In 2015 I wrote an article tackling problems with the Champion System’s original incarnation, suggesting not only the CP cap and catch up mechanics we have today, but also a switch to a fully horizontal system of endgame gear progression focusing on cosmetic acquisitions and the continual introduction of new equipment sets. While this solves the problem and has worked well in Guild Wars 2‘s take on an entirely scaled MMO, I think it’s safe to say it falls into the list of things that probably aren’t going to happen, so focusing on it would likely be an exercise in futility.

So long as we have both scaling and vertical gear progression, it’s unavoidable that gear cap raises will present the problem of lessening a player character’s relative power in existing content with their initial release. However, ZeniMax could take steps to mitigate that issue by making gear re-acquisition into a much a less painful process. My suggestion?
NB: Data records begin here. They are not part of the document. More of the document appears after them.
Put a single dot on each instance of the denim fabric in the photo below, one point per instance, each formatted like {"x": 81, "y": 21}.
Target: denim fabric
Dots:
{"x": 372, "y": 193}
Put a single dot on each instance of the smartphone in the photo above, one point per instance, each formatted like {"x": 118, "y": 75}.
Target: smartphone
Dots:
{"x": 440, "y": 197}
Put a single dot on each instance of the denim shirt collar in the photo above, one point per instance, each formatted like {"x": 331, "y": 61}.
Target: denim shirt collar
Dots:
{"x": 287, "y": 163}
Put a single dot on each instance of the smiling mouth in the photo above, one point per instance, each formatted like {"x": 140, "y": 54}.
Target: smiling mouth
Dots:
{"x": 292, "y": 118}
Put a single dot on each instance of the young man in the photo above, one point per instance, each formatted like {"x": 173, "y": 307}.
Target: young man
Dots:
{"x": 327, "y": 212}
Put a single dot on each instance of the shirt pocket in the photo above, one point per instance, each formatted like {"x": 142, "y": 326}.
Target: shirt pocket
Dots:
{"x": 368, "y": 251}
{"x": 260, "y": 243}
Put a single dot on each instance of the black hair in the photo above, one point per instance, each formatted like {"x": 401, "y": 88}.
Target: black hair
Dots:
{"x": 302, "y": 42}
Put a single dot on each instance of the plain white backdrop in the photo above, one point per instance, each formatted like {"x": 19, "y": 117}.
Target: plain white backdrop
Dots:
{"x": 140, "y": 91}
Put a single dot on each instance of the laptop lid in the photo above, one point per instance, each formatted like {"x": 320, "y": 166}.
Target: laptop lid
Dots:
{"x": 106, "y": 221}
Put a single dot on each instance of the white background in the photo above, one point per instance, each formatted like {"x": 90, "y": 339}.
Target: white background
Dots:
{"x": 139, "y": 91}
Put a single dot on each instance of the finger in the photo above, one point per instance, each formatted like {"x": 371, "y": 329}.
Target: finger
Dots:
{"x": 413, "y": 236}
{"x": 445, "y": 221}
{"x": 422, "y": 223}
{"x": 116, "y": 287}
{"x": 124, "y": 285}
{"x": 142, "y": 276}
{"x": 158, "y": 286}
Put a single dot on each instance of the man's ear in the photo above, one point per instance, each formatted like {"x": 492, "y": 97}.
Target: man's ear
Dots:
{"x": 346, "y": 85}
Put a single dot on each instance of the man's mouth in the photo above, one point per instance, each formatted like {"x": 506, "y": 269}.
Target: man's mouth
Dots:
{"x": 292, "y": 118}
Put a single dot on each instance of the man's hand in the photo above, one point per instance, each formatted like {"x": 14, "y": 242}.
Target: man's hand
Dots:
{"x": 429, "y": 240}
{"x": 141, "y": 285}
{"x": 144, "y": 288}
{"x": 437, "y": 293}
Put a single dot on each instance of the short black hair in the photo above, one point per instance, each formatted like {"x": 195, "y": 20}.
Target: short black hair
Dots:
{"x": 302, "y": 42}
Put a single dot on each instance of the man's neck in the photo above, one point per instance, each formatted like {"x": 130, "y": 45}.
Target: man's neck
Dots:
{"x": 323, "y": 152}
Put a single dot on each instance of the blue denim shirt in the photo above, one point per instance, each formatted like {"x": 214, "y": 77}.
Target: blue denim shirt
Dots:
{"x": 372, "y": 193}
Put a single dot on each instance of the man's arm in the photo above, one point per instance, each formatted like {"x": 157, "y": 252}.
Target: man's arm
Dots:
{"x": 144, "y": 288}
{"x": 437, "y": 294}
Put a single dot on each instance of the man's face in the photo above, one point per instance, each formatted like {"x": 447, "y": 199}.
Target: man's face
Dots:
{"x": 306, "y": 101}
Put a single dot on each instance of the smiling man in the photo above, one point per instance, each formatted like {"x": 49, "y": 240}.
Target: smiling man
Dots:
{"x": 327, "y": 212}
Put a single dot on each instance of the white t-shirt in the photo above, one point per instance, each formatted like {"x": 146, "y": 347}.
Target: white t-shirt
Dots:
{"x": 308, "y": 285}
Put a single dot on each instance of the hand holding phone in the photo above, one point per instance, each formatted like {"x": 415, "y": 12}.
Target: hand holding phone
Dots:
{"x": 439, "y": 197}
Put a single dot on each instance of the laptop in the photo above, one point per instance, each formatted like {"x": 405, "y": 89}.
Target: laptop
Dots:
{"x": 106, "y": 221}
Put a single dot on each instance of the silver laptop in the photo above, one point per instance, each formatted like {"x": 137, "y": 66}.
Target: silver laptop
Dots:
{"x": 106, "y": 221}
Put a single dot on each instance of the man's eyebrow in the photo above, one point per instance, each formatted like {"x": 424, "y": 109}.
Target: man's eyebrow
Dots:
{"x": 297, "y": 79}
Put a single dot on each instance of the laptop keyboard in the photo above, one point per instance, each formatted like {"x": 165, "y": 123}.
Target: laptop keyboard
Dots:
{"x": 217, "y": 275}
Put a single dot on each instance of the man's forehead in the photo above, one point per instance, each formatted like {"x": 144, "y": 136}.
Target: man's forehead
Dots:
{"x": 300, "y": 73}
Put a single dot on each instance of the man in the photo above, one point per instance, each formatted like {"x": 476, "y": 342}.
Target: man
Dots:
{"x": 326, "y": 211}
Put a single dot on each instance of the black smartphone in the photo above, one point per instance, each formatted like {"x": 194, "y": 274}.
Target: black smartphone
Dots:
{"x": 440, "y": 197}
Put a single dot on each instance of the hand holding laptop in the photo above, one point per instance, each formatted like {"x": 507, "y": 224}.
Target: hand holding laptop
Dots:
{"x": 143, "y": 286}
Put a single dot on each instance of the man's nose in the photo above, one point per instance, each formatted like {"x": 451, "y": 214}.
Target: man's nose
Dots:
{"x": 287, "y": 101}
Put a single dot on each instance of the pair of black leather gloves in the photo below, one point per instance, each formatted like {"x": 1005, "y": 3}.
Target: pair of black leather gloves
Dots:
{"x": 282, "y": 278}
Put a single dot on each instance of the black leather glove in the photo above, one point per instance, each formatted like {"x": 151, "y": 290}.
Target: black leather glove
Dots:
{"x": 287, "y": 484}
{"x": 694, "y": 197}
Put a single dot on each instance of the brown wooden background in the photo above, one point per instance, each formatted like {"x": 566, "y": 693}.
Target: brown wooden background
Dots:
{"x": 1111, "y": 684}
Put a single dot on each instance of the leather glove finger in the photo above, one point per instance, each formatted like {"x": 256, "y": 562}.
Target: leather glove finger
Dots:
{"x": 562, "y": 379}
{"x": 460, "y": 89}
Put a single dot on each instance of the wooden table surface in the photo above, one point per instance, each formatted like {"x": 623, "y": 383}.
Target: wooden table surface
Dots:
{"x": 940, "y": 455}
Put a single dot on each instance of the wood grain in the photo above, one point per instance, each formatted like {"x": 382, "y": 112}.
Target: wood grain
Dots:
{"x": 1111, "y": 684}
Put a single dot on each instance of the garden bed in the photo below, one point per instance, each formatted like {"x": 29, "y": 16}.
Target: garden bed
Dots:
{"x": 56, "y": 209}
Provide players with a path to upgrade the equipment level of gear they already have, preferably via crafting.

Realistically speaking, this should, at least to some extent, be prohibitively expensive. The goal isn’t to have everyone fully kitted out on day one so much as it is to reduce frustration from reacquiring harder to get pieces players have spent a ton of time collecting. A gear cap raise shouldn’t kick players back to rolling the dice to reacquire gear they already have, but it’s okay for it to be a journey. Do you need a path to upgrade for your crafted Hunding’s Rage set? Probably not – just craft a new one. Should you have one for the Medium Divines Molag Kena piece you spent months farming to get? I think there’s a case to be made there.

So what should it cost? That’s really up to ZeniMax. I imagine something like two full stacks of the new crafting material per item + the same amount of upgrade tempers you would need to upgrade the item to its current quality (e.g., for a crafter with all the appropriate passives, upgrading a purple CP140 medium armor piece to a purple CP 160 piece would require 400 Rubedo Leather and 4 Elegant Lining). In addition to the costly utilization of upgrade tempers, the requirement to use the new crafting material would put a damper on pre-patch hoarding, requiring players to actively farm post-update to upgrade their gear (or pay a hefty premium at a guild trader). Alternatively, a new upgrade material could be introduced specific to CP level upgrades, though this would be subject to a greater risk of market saturation over time.

All things considered, I believe this to be the best way of handling future gear cap raises without inflicting undue frustration on the players. Yes, everyone will have to do a little bit of work to get back up to par, but for the biggest pieces, the ones you worked the hardest for that will the hurt the most to lose, you’ll at least have a clear and predictable way of getting them back that’s not completely reliant on total blind luck.